JOSÉ CERVERA - MADRID Aunque resulte difícil de imaginar hoy, hubo un tiempo no tan lejano en el que el
correo llevaba sellos y los
teléfonos eran inmóviles.
Para enviar una misiva había que ponerla dentro de un sobre, lamer la asquerosa goma de su cierre, colocar un cuadradito coloreado en una esquina y encontrar un buzón donde echar el conjunto; todo esto después de escribirla a mano o a máquina.
Para llamar por teléfono cuando uno estaba fuera de casa había que
encontrar una cabina; un monstruoso aparato generalmente vertical, oloroso y dotado de puerta que contenía un teléfono blindado casi siempre averiado con el que con suerte, mucha paciencia y algunas monedas era posible conectar con el mundo exterior.
Los
ganadores del Premio Príncipe de Asturias de la Investigación,
Martin Cooper y
Ray Tomlinson, han salvado a la Humanidad de un triste destino.
Somos unos primates muy comunicativos, y a lo largo de la historia cada vez que ha aparecido un nuevo sistema para estar en contacto, lo hemos usado con entusiasmo.
Correspondencia a caballo Las cartas son tan antiguas como la escritura, y los antiguos imperios crearon redes de distribución de información mediante mensajeros a caballo y postas, corredores a pie y barcos en cuanto les era posible.
Invenciones financieras como los cheques o las letras de cambio surgieron de la necesidad de enviar dinero, y no sólo información, por correo.
Desde el Renacimiento en adelante el mantenimiento de una abundante correspondencia era parte de las tareas de los poderosos, hasta tal punto que el entretenimiento de la época lo incorporó, y nació la
novela epistolar.
Las cartas fueron al principio para asuntos de
negocios, pero pronto se convirtieron en
cotilleo, comentarios y conversación; una forma de mantener la comunicación a largas distancias, casi siempre sin más que naderías.

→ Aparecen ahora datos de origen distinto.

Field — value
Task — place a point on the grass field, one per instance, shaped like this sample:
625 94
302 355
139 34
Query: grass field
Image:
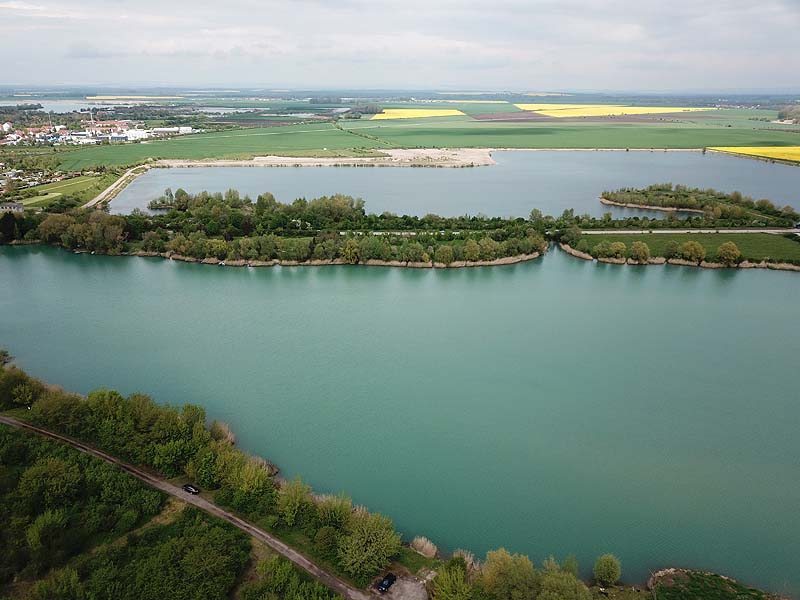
239 143
416 113
753 246
790 153
475 134
602 110
84 188
447 132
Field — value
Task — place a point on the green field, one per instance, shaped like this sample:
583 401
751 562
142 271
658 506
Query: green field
461 133
730 128
83 188
753 246
239 143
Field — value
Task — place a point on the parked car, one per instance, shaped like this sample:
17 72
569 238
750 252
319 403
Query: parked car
387 582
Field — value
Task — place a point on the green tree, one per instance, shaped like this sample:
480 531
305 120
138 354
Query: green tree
510 576
444 254
607 569
558 584
451 582
671 249
618 249
728 254
472 250
350 251
5 357
368 545
294 497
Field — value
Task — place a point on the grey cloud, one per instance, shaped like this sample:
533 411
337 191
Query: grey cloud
508 44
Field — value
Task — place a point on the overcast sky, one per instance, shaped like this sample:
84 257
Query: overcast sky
519 45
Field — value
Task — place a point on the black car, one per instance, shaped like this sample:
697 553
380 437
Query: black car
387 582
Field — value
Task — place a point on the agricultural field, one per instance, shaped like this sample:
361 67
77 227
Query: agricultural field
790 153
462 130
753 246
239 143
416 113
602 110
459 133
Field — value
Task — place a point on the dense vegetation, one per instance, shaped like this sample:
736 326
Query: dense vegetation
696 585
734 209
195 556
726 248
228 227
56 503
338 535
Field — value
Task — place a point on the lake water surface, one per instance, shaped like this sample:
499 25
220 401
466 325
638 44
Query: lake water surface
549 180
555 406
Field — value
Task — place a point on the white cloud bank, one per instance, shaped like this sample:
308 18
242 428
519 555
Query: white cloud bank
505 44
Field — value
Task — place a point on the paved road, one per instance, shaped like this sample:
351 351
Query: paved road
111 190
667 231
332 581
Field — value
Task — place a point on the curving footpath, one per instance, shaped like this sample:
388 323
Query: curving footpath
332 581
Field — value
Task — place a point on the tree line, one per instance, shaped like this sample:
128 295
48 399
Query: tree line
347 538
716 205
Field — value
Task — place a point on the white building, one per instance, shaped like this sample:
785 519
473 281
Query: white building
13 207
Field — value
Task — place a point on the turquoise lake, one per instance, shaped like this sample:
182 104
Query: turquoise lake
551 181
552 407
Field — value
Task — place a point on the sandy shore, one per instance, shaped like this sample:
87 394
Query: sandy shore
420 157
660 260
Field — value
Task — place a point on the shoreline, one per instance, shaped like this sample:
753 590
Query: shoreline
660 260
669 209
393 157
333 262
782 161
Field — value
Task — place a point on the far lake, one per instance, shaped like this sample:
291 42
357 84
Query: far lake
554 406
551 181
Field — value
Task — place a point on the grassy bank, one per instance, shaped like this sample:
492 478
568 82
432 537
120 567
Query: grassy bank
754 247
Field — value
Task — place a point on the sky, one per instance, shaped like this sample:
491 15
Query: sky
519 45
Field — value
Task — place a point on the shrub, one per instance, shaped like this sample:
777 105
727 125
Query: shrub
607 570
640 252
728 253
424 546
444 254
618 249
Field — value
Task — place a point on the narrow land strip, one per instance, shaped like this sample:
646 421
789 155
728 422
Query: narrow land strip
159 483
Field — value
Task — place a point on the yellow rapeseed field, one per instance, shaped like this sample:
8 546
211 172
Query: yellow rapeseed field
777 152
602 110
416 113
134 97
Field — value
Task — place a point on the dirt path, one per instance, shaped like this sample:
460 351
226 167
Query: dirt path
111 191
332 581
668 231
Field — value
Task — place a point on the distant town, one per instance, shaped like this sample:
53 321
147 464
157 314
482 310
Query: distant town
92 132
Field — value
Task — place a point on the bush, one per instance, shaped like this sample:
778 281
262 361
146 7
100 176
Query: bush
692 251
424 546
618 249
607 570
640 252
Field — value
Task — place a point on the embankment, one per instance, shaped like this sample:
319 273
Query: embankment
660 260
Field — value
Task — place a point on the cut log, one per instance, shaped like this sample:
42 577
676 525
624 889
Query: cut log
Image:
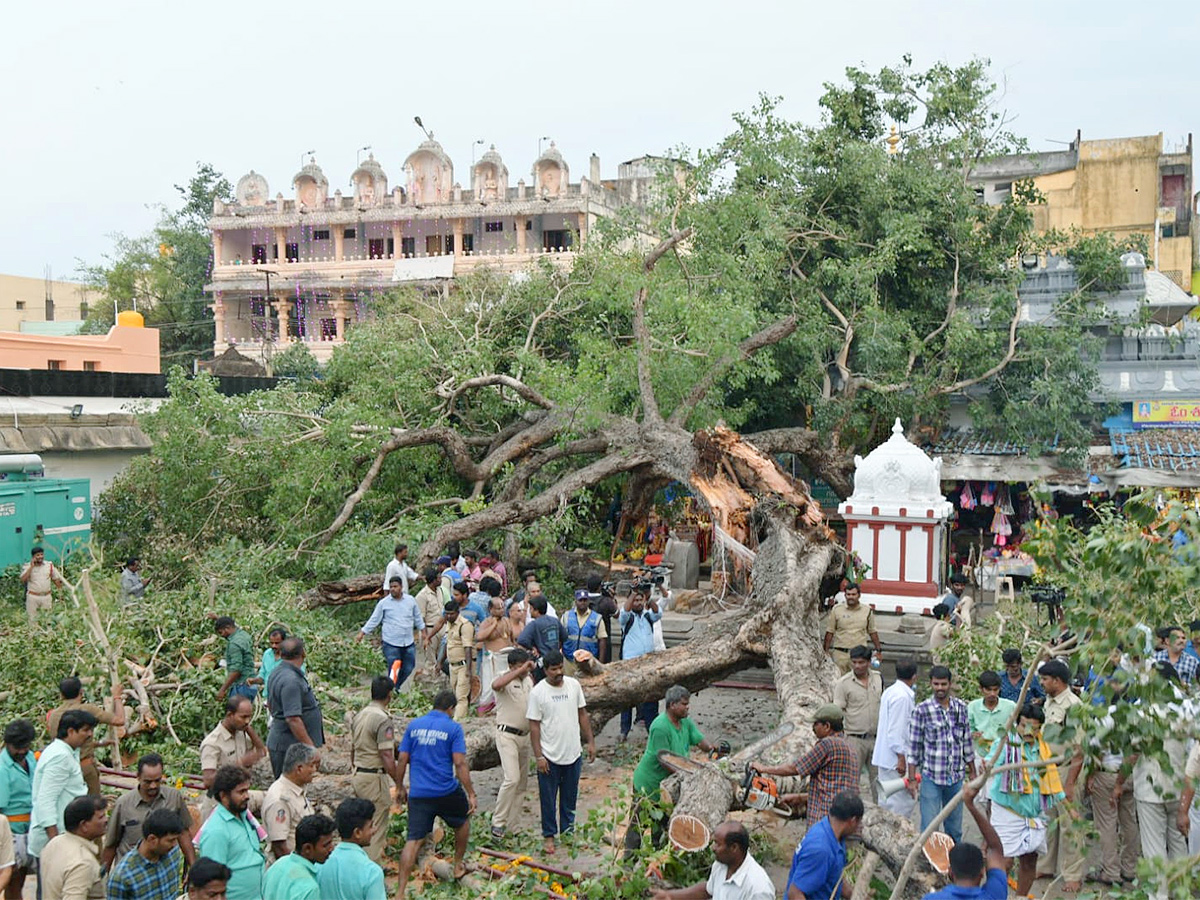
340 593
688 833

Lo importante era el mismo hecho de comunicar.
El teléfono como hilo musical El teléfono, inventado originalmente para ayudar a los
sordos y cuyo producto comercial inicial era proveer de música a los hogares (una especie de Hilo Musical) se transformó con rapidez en uno de los principales métodos de
contacto, no sólo en los
negocios, sino en la
vida cotidiana.
En poquísimo tiempo los hogares estaban conectados a las redes telefónicas y los aparatos se utilizaban para que los adolescentes charlaran con sus amigos, para organizar citas o para intercambiar recetas.
El papel de las
centralitas telefónicas manuales de los años 20 y 30 en la
liberación de la mujer (incorporaron al mundo del trabajo a millones de mujeres) no se ha estudiado suficientemente.
La utilidad de disponer de teléfono fuera de casa llevó a la creación de
redes de cabinas, que permitían usar las ventajas del sistema desde fuera. La inmensa mayoría de las llamadas eran, y son, para contactar: tenemos la
necesidad imperiosa de comunicarnos con quienes nos son cercanos.